Let the best chef win! Isn’t that the point of the “theoretically unscripted” televised cooking contest? With Top Chef now in its twentieth season, that promise seems to remain as compelling as ever to fans. Yet participants may discover that it’s not just cooking chops that propel them to victory. They must sell their own life stories, too—sometimes along racial lines, as Timothy August argues, in a revisit of season three.
That season saw contestant Hung Huynh emerge as the first Asian American champion on Top Chef. But before he became crowned the winner, he had to face critical comments from judges who seemed to fixate on his Vietnamese heritage. In the penultimate episode, for instance, one judge tells him, “You were born in Vietnam…I don’t see any of that in your food.”
After receiving this feedback, “Hung figures out how to win this game pretty quickly,” according to August, who uses the name Hung to refer to Huynh’s persona as a contestant on the show. Rattling off a list of relatives from his mother to his cousins’ cousins, Hung announces to the judges that his passion for cooking can be attributed to the culinary inspiration of “my whole family” and “bloodline.”
“Through the smiles, nods of the judges and fellow contestants, and swelling music, we are told that Hung has produced and hit the mark with his storytelling,” August recounts. “He has produced a narrative that successfully integrates his Vietnamese-ness within the aesthetic criteria of the judging order.”
For August, this episode is an example of how Asian Americans must navigate “an entrenched readership that demands a certain narrative” when it comes to their relationship with food. In Hung’s case, the expectation is for a Vietnamese American chef to “not only look the part but also perform his ethnicity through his food”—a demand that August argues is not made of the other contestants.
Hung’s response is a savvy move, showing that he “knows how to select the details of selflessness, family, and hard work that elide his supposedly traditional background along with American liberal values.”

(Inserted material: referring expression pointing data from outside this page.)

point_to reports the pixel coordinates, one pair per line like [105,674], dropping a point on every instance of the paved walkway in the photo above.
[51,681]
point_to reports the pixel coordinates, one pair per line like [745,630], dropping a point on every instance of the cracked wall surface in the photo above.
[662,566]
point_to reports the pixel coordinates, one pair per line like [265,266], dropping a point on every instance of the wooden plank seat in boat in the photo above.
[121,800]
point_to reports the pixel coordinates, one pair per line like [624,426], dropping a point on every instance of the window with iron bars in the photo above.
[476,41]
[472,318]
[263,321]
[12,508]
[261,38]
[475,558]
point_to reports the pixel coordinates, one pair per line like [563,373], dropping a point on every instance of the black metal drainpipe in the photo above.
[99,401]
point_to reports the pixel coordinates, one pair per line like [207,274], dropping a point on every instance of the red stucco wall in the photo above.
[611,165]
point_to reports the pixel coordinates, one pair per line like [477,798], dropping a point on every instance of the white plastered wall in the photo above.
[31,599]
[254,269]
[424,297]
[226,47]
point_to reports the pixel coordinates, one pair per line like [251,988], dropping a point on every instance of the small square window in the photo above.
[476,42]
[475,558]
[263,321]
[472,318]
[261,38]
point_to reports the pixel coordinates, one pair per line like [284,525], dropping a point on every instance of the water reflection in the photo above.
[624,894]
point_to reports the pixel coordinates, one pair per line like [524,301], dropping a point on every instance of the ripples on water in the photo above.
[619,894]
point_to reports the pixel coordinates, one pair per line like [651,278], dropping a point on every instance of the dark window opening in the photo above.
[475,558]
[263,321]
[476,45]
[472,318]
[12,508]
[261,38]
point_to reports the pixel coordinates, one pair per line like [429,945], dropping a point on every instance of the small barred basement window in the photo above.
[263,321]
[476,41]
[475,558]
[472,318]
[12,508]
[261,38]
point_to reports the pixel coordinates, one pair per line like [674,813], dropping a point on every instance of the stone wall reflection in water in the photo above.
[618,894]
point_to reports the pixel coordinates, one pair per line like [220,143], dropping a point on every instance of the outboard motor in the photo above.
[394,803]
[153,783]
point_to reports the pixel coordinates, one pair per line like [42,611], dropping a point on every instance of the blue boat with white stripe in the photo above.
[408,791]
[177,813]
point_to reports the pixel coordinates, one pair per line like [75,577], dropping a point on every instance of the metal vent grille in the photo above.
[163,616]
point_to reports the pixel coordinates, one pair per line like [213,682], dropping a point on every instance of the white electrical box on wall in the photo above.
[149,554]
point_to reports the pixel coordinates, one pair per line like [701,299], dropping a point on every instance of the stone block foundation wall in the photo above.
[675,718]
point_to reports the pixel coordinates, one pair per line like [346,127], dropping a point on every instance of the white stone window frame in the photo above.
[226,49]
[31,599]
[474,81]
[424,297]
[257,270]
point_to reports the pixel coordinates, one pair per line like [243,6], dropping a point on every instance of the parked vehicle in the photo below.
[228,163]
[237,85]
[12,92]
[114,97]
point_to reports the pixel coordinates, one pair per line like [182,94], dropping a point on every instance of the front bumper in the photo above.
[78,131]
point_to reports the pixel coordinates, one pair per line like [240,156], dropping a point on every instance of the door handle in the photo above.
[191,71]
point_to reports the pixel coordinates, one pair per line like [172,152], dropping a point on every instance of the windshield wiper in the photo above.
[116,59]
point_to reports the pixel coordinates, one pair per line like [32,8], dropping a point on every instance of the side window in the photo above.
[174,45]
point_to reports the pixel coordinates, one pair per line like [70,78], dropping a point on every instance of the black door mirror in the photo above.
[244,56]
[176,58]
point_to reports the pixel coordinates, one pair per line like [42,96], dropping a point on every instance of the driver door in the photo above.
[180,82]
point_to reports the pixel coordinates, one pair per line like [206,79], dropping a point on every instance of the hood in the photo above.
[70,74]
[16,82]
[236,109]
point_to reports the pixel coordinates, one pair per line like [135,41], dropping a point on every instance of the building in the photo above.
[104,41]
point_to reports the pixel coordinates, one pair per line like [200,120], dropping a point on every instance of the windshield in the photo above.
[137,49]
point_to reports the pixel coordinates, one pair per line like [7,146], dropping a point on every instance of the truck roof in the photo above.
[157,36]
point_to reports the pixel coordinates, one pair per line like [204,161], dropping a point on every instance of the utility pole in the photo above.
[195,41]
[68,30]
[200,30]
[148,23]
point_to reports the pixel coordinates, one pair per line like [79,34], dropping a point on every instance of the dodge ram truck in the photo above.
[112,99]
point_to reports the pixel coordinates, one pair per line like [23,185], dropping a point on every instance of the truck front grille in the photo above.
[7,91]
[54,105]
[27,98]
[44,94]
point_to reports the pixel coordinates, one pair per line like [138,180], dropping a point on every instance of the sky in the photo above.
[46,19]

But Asian Americans may also work to subvert the expectation that their food habits reveal a foreign quality. August analyzes Hung’s storytelling in tandem with Bich Minh Nguyen’s book Stealing Buddha’s Dinner, which also centers on Vietnamese American family ties to food. Where Hung “recognized and reacted to the familiar interviewer/respondent relationship and understood the narrative that was needed to win the competition,” Nguyen uses her writing to sidestep the dominant culture’s insistence on defining Vietnamese American stories through refugee histories.
By focusing on her childhood fascination with commodities such as Big Macs, Nguyen’s memoir instead identifies consumer products as objects “through which whiteness was conceived and promoted,” writes August. Fighting the stereotype that minority narratives are all the same, August argues that Huynh and Nguyen’s different “social performances” together show the multiple cultural meanings that food can hold.
“We must be wary of a simple conflation of culture and cuisine and produce close readings that historicize the way that Asian Americans and what stands for their cuisine continue to signify in this country,” August concludes. Huynh and Nguyen’s social performances constitute “important aesthetic battlegrounds, where the fight is not to announce who Vietnamese Americans are, but, like the ingredients of a dish, what will be made of them.”